今年9月、防音Bluetoothマイクmutalk』が発売され、そのユニークな見た目とともに話題となった。「ネットを通して音声を発信する人」をターゲットに作られたというが、こうした「防音」の需要は昨今、より大きく広がっている。

【写真】発表されて話題を呼んだ、片手で持てる防音室『Voicease』

 新型コロナウイルス感染症の拡大により世界的に「一人で楽しむ趣味」の需要が拡大したのは記憶に新しい。動画配信や楽器の演奏が個人の趣味として人気を博し、2021年は楽器の売上が大きく向上したり、オーディオインターフェイスが全国的に品薄になったりと、趣味の新たなトレンドが産まれた。

 「巣ごもり需要」におけるトレンドの変化・拡大は現在に至るまで続いており、特に動画投稿・配信を楽しむユーザーはこの2年で大きく増えている。TikTokをはじめとする動画SNSが普及し、配信系のプラットフォームもスマートフォン1台で投稿できるものなど選択肢が増え、「投げ銭」のようなシステムもこの数年で整備されてきた。動画投稿や配信を楽しむことのハードルが大きく下がったのだ。

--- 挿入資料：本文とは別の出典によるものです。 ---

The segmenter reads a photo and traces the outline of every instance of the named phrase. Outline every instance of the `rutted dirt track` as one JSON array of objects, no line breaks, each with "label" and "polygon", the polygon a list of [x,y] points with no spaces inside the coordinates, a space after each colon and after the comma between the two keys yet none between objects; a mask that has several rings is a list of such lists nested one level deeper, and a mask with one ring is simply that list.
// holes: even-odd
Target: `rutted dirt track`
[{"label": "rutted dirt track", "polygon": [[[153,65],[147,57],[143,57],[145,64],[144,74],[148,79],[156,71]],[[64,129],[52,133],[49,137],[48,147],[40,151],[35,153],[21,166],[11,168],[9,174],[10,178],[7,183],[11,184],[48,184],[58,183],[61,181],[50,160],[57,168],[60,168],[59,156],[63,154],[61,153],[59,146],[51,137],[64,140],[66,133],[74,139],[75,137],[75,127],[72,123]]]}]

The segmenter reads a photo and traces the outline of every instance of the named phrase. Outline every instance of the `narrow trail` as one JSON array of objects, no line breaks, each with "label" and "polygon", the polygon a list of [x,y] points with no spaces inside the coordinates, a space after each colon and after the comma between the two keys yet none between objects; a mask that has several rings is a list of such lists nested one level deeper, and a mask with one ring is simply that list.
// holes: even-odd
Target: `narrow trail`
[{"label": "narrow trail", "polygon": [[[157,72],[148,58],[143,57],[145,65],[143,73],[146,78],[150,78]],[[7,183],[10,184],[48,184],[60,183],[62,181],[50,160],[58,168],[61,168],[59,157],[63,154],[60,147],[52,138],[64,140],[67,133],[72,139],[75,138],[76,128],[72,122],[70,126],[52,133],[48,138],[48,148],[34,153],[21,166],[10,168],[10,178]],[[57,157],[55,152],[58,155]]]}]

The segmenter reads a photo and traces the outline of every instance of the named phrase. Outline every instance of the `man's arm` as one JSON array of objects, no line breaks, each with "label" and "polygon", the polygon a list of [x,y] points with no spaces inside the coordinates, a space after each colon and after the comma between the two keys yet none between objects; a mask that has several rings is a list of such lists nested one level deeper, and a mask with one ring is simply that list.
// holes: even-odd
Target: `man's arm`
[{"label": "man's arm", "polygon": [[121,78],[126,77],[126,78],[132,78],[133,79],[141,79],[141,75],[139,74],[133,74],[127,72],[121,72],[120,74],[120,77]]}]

 このような状況下で度々語られるのが、「騒音」にまつわるトラブルだ。「歌枠」のように歌唱や演奏を伴うコンテンツはもちろん、ゲーム実況などにおいては熱っぽい配信者が叫ぶような動画もたくさんある。特に日本の住宅事情を考えると、こうしたコンテンツの制作には気を使うことが必須だろう。実際、深夜に生配信をするVTuberの近隣トラブルがSNSで話題になった事例もある。家を借りる際に一軒家を選ぶゲーム実況者も居るようだ。防音・静音を実現するソリューションの需要は、こうした状況で高まり続けている。

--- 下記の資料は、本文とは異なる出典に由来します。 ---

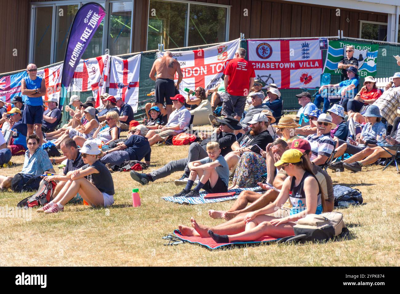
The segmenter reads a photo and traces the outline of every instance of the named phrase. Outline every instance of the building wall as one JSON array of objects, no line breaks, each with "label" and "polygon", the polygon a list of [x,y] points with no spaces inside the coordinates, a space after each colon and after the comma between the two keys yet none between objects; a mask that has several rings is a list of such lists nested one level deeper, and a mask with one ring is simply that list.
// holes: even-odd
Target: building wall
[{"label": "building wall", "polygon": [[[0,18],[3,32],[0,54],[0,73],[20,70],[28,62],[30,3],[48,0],[1,0],[0,11],[7,11]],[[231,6],[229,39],[238,38],[278,38],[328,36],[343,30],[345,36],[358,38],[359,20],[387,22],[387,14],[362,11],[298,5],[287,1],[262,0],[196,0],[193,2]],[[136,0],[132,27],[132,51],[146,50],[147,18],[149,0]],[[362,4],[360,4],[360,7]],[[248,10],[248,16],[244,10]],[[346,19],[349,18],[349,22]],[[16,49],[17,56],[12,56]],[[4,53],[3,53],[4,52]]]}]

 冒頭で触れた『mutalk(ミュートーク)』は2万円程度の防音Bluetoothマイクで、装着するだけで-20dB~-30dBの消音効果を実現する。マスクのように耳にかけて顔に固定でき、両手がふさがっていても使えるところが特長だ。VRグラスを着けた状態での利用が想定されている。

 また、ミュート機能やイヤホンジャックも搭載しており、PCやスマートフォンと合わせて使うさいに必要な機能は一通り揃っているという印象だ。口に触れる部品や声を通すクッションは水洗いができるところも嬉しい。

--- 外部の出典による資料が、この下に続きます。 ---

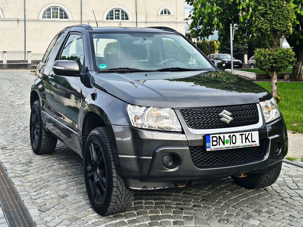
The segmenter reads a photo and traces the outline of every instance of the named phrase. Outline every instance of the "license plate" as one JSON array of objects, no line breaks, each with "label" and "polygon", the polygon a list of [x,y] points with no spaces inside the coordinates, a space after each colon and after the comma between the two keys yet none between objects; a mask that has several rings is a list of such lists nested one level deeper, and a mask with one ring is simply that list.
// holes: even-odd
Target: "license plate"
[{"label": "license plate", "polygon": [[259,133],[254,132],[206,135],[206,150],[238,148],[258,146]]}]

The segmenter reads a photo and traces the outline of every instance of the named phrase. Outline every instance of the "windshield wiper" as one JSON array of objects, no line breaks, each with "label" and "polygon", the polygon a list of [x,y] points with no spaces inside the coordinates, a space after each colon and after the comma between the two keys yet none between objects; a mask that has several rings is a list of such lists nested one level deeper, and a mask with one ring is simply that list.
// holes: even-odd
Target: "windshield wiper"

 「片手で持てる防音室」というコピーで今月発売を開始した『Voicease(ヴォイシーズ)』もこうした需要に応える製品だ。『mutalk』がゲーム配信やVRアクティビティと合わせて使えるように最適化されているのに対して、『Voicease』は音楽家と工学博士が開発した製品で、「歌うこと」に特化している。ハンドマイクに装着する防音カバーのような形をしており、価格は2万5000円程度。一般的なダイナミックマイクを別途購入・装着することで防音効果が期待できる。シンガーが自分の歌い慣れたマイクで歌えるところが魅力だ。

 公式の動画では、日本の住居シーンを想定した活用例をユーモラスに紹介している。

 川上産業株式会社が今月1日に発売を開始した『G-ZONE 00(ジーゾーン)』はゲーマー用の「ゲーミングブース」だ。畳2畳弱のスペースにはモニターを複数台設置でき、家の中にリッチなゲーミング空間を作ることができる。川上産業はエアクッション、いわゆる「プチプチクッション」を作っている企業で、この素材の長所を応用する形で『G-ZONE 00』を製作した。定価は30万円台とこの手の防音室のなかでも安価なほうであり、『東京ゲームショウ 2022』での先行展示も大いに話題になった。

 『G-ZONE 00(ジーゾーン)』よりもさらに安価なダンボール製の防音ブースが「だんぼっち」だ。こうした「簡易防音室」の世界では古株で、2013年の初代発売以降、昨今の需要拡大により、いまあらためて脚光を浴びている。複数あるラインアップの中でも、一番小さなタイプは10万円を切る低価格。紙製でありながらハニカム構造を採用し、軽量と頑丈さを両立している。ライブ配信やレコーディングなど、様々な用途での活用が想定されている。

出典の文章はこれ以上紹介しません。